Do ponto de vista tributário, o presidente da ABFintechs vê como injusta a exigência dos bancos de que sejam elevadas as alíquotas para fintechs utilizado um discurso de igualdade.
Ele explica que não existem condições iguais de mercado, produtos ou serviços, embora os clientes possam ser os mesmos. Enquanto um banco tradicional tem autorização pública para captar dinheiro e usar o recurso para empréstimos, movimentando contas correntes, poupanças entre outros, no próprio nome, uma fintech não tem esta autorização.
Para a fintech captar recursos precisa de veículos de investimento, cotas de fundos no mercado de capitais, exigências muito maiores do que os bancos tradicionais. Já no caso das instituições de pagamento, Perez cita que mesmo para antecipar recebíveis a fintech de pagamento precisaria adquirir títulos públicos do Tesouro em nome da instituição para poder efetivamente movimentar o dinheiro.
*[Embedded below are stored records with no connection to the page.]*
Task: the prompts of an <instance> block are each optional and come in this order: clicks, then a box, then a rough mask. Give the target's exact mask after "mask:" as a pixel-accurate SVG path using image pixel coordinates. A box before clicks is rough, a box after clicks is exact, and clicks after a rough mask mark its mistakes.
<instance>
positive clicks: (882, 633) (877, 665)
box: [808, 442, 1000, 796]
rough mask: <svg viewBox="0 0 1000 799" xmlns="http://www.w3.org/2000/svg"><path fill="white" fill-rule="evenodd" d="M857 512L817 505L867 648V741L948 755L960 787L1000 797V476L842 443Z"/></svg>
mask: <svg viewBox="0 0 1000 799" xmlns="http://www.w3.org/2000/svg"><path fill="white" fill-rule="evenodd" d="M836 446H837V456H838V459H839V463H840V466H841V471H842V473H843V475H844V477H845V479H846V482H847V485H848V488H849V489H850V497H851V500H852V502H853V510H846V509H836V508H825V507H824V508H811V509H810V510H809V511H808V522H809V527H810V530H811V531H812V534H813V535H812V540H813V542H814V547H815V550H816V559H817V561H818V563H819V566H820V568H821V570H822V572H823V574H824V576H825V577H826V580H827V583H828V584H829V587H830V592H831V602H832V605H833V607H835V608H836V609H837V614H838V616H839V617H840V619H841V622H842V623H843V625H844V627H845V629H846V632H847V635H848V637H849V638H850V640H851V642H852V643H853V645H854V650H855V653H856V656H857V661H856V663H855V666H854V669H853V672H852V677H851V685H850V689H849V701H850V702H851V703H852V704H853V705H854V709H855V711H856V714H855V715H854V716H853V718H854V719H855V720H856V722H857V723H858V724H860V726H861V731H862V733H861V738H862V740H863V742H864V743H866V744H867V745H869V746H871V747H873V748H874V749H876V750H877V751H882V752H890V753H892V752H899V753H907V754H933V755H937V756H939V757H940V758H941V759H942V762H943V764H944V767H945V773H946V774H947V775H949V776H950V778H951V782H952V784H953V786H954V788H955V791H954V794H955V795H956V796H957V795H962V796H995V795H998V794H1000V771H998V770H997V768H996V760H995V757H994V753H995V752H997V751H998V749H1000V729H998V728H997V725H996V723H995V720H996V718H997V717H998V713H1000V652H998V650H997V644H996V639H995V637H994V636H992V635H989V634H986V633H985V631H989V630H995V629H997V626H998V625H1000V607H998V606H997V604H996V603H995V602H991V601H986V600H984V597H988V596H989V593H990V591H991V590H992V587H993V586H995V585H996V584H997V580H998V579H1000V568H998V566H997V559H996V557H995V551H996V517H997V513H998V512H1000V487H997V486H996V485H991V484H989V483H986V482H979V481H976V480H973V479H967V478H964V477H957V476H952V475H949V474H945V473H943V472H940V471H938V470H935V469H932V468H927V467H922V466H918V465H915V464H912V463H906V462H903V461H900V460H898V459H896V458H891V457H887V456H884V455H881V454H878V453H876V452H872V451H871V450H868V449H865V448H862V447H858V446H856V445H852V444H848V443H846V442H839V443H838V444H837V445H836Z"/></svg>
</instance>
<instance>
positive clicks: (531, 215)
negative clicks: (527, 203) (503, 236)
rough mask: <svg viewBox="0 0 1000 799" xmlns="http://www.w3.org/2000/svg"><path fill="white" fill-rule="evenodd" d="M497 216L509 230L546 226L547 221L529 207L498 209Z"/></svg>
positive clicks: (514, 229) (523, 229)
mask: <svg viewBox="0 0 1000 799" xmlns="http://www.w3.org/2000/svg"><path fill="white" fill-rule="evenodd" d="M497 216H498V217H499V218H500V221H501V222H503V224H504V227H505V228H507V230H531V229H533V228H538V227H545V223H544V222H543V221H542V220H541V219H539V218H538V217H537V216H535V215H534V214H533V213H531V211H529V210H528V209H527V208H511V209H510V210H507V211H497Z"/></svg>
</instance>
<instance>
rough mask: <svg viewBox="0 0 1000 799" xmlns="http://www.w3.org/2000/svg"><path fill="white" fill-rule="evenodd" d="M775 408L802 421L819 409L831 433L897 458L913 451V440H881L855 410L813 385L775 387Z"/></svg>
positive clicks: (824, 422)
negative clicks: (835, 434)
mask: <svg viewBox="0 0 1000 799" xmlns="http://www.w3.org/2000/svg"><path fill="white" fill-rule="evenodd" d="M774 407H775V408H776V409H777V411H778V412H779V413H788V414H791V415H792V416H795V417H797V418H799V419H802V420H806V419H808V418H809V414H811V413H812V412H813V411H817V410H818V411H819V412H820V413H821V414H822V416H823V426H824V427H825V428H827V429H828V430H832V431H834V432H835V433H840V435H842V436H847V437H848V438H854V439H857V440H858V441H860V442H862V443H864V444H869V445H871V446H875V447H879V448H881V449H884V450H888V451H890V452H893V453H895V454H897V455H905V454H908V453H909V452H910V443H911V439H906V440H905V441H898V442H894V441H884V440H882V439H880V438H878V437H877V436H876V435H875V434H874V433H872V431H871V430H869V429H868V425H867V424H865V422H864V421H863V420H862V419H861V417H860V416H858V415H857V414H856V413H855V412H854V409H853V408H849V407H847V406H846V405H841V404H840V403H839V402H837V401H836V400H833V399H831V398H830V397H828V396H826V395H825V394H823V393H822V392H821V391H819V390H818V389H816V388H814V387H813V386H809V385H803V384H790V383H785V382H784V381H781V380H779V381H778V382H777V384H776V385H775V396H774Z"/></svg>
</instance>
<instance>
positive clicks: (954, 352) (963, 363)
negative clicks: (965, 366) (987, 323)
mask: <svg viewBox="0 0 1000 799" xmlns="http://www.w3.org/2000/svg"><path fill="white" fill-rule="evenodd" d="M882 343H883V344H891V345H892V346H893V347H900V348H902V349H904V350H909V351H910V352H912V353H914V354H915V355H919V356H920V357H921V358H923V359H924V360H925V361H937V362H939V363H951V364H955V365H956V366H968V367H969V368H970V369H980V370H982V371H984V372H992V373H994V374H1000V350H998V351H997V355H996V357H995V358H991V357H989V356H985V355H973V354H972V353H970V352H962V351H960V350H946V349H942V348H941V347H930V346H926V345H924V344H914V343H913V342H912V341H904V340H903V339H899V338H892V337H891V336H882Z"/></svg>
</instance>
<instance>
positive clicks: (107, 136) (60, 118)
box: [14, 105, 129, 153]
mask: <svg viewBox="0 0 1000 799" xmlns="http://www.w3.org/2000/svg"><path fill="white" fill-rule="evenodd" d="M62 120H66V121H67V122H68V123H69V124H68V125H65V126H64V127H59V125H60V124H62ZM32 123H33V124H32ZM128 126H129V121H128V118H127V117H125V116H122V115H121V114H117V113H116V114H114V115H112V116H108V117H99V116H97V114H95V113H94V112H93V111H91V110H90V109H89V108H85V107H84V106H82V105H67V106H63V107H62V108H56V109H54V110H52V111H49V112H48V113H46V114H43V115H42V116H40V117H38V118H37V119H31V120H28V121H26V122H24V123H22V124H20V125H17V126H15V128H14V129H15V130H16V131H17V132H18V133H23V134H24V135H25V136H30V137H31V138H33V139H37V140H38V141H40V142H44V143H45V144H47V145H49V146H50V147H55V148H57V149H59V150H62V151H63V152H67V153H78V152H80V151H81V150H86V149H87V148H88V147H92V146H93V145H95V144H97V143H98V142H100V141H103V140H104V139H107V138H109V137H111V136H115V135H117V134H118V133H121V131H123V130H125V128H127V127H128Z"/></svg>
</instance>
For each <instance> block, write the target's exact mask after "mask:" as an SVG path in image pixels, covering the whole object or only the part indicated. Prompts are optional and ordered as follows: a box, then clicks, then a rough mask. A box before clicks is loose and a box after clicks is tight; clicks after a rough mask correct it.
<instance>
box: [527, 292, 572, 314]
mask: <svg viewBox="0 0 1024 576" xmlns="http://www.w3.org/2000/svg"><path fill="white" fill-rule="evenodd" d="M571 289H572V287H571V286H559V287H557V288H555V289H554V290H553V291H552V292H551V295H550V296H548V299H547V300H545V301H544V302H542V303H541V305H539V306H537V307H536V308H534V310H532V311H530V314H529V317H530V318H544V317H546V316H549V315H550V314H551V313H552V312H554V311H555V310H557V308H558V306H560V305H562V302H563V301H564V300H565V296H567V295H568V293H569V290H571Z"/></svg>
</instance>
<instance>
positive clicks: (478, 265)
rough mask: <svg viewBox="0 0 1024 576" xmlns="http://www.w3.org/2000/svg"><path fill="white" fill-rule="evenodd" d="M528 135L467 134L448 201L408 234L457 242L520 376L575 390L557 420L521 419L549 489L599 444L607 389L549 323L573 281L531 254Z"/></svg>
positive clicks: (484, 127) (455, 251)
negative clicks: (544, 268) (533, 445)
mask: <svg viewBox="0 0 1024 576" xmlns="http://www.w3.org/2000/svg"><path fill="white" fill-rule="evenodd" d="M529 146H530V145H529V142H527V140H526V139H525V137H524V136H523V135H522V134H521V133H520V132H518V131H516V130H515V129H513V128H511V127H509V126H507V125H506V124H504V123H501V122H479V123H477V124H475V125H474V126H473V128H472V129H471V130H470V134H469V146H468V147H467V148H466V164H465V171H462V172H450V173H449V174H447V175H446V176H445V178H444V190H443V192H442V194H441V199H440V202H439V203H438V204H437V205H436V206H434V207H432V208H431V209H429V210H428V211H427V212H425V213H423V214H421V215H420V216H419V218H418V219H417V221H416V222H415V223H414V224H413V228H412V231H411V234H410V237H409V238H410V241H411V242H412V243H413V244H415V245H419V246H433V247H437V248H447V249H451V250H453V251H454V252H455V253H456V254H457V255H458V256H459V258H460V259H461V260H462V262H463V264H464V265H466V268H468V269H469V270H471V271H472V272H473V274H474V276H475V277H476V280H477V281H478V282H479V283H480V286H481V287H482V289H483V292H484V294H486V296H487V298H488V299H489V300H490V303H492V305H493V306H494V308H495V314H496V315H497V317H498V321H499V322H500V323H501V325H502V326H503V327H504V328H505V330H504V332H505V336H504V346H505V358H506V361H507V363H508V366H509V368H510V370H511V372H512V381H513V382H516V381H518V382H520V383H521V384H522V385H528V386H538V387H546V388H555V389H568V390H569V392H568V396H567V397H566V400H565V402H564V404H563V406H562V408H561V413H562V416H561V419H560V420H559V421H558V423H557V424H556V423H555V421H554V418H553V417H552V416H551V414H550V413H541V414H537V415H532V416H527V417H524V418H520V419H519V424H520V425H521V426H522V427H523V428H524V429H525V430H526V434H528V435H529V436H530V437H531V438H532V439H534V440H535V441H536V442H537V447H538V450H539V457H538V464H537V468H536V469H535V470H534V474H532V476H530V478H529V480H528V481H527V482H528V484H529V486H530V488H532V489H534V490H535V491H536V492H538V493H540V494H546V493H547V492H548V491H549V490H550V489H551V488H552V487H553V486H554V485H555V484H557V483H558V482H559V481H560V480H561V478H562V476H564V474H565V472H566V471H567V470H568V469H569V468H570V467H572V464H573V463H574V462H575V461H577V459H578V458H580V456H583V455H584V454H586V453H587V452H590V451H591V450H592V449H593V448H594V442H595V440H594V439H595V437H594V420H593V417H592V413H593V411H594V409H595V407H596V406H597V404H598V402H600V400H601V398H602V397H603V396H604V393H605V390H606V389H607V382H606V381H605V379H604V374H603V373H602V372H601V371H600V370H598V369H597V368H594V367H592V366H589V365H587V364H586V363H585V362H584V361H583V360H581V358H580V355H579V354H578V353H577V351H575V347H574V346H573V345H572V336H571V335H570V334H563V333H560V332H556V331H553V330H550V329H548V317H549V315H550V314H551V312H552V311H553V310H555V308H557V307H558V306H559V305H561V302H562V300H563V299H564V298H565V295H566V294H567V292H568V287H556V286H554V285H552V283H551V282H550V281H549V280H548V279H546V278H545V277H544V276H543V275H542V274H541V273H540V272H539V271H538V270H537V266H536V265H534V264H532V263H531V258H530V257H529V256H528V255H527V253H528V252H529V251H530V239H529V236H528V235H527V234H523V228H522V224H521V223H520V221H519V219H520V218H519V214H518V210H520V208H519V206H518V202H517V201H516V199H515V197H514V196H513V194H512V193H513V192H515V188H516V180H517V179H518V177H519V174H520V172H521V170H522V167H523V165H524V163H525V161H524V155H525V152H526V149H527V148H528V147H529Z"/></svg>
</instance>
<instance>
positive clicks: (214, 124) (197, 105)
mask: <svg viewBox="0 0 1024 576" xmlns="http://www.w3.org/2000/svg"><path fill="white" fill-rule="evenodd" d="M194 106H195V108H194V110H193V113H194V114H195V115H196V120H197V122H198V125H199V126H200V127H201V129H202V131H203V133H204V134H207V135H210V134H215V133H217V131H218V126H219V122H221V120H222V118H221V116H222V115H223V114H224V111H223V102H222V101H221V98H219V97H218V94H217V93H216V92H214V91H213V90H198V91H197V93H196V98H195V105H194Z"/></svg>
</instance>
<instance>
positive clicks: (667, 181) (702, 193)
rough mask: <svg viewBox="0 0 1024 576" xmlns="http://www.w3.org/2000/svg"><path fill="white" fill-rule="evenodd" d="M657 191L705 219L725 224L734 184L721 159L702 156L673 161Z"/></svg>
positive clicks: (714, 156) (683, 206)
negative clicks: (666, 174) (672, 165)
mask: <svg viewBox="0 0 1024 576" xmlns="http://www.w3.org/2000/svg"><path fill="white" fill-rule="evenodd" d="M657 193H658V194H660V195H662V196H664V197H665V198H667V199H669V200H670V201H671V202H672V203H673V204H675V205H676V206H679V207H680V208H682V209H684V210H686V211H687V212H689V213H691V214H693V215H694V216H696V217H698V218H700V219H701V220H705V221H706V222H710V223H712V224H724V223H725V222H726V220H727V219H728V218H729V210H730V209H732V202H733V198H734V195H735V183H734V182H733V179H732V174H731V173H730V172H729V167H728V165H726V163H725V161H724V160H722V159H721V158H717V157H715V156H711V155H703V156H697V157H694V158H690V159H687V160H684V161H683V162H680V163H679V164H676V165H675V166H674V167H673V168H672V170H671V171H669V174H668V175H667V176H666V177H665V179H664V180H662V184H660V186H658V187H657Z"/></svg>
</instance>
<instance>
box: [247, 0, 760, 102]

“Os serviços ofertados pelas fintechs são mais travados do que os bancos, e por isso que o custo tributário é menor”, aponta. Perez conclui que usar o discurso de equiparação tributária para as fintechs seria falacioso.
É importante destacar que embora o edital da consulta pública 78 já foi encerrado e passa por avaliação dos reguladores, as normas estipuladas no documento podem ainda ser alteradas de acordo com as propostas do mercado, segundo apontam os especialistas.